Coming to the ground promotes mind-body safety as we are fully held and supported. As more space and presence is offered, we can feel vulnerability too though; no bad thing, we need to be able to feel to fully engage with life, but also need to practice self-compassion and full exhalations to meet the experience with calm.

  • Drawing knees into the chest in any foetal position protects the front body and creates the soothing sensations of nurture. They also relieve tension in the lower back that can result from the tightening of tissues in chronic stress or trauma.
  • You can stay here in stillness as a meditative position or move in any way that feels natural to create the soothing effects of self-massage that reduce stress hormones and raise levels of the neurotransmitter serotonin for social engagement (J Adolesc Health. 2010;46(4):346-51).

A bridge pose promotes safety as we work the legs strongly and also undulate the spine up and down with the breath to loosen the diaphragm and promote ease of breath.

  • From lying, feet hip-width or wider, feel good contact with the base of the big toe, so that as you inhale and bring the arms up and over the shoulders, you direct the lift into the chest rather than the lower back. Open the arms as wide as the shoulders feel comfortable.
  • On the exhale, lower the spine back down, vertebra by vertebra, hands coming to meet the ground in synch with the tailbone.
  • Lift up and down as long as your breath can stay long, face and jaw soft, eventually holding the pose up for as long as you feel neither stress nor strain in the body or breath.
  • Come back to the foetal position slowly to relieve the lower back.

Standing soothing movements

Standing is soothing as promotes the strong legs we need to move away from danger. These movements from the Qi Gong system help us to move ‘from the belly’, our seat of intuition that supports us listening and responding to gut feelings rather than hypervigilant voices of a stressed mind.

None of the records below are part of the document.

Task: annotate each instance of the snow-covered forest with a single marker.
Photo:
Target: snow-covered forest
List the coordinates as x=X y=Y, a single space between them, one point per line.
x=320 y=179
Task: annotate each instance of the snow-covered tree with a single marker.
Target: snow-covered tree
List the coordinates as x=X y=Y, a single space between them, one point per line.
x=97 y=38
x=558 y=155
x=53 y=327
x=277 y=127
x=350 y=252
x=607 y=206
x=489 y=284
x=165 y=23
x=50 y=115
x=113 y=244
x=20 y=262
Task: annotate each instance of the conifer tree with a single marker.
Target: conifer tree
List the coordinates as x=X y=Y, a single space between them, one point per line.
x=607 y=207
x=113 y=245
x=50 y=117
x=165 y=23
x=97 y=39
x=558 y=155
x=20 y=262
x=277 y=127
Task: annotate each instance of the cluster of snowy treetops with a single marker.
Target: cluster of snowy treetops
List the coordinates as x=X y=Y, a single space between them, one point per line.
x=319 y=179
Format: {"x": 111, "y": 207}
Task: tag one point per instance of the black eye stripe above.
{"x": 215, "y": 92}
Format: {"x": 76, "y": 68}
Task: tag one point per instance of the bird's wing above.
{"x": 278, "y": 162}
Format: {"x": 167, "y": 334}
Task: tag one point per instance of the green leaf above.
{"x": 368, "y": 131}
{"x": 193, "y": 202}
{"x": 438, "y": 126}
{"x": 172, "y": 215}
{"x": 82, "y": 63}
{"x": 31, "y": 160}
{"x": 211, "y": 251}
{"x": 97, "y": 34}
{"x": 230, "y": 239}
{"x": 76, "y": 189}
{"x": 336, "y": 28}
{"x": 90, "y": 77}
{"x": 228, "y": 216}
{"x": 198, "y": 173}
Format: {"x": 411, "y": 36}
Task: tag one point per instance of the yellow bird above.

  • In stillness, hold hands in front of your belly, fingers slightly apart, completing the circle of the pelvis at the hara. In this meditative space, we connect with the belly, and a deeper intuition of ‘what is here right now’. You can come back to this reflection after each movement.
  • Allow the arms to swing around the midline of the body; hands like weights at the ends of arms as ropes. Twist through the tissues of the torso, knees lightly soft.
  • Hold an imaginary football just higher than eye height. As your neck feels comfortable, keeping your focus on the ball, rotate it fully in front of your body, bending your knees as you reach it right down past your inner legs. Then rotate in the opposite direction.
  • Rotate one leg at a time in the hip to loosen this area where we can hold much tension, with leg bent and hands on hips or held upwards. Keep the eyes softly focused on one spot to create balance that helps foster the steady attention that ultimately soothes the mind.

Supported inversions

These variations on Viparita Karani (waterfall practice) from yoga raise the legs above the heart and head to allow full rest in the nervous system. Gravity simply allows blood flow down from the lower body. There is a soothing effect in the front brain as the back of the skull able to open; this area is where the vagus bundle sits and can tend to become compressed with modern postural habits of hunching and then having to lift the chin to see forward, often to a screen. The supported chest opening allows full breath into the front ribs and slow breathing to evolve without force.

Side-lying relaxation

This variation of the final relaxation in yoga, savasana (corpse pose) offers the same meditative space to assimilate experience and the movement before, but lying on the side can be more foetal and soothing. You need a high enough head support to accommodate the width of shoulders, a bolster or cushions under the top leg to keep the hips open and a rolled blanket or cushion to hug and retain space across the chest. Cover with blankets to feel cocooned and stay present with the breath, following the inhalation up the spine and the soothing exhalation down.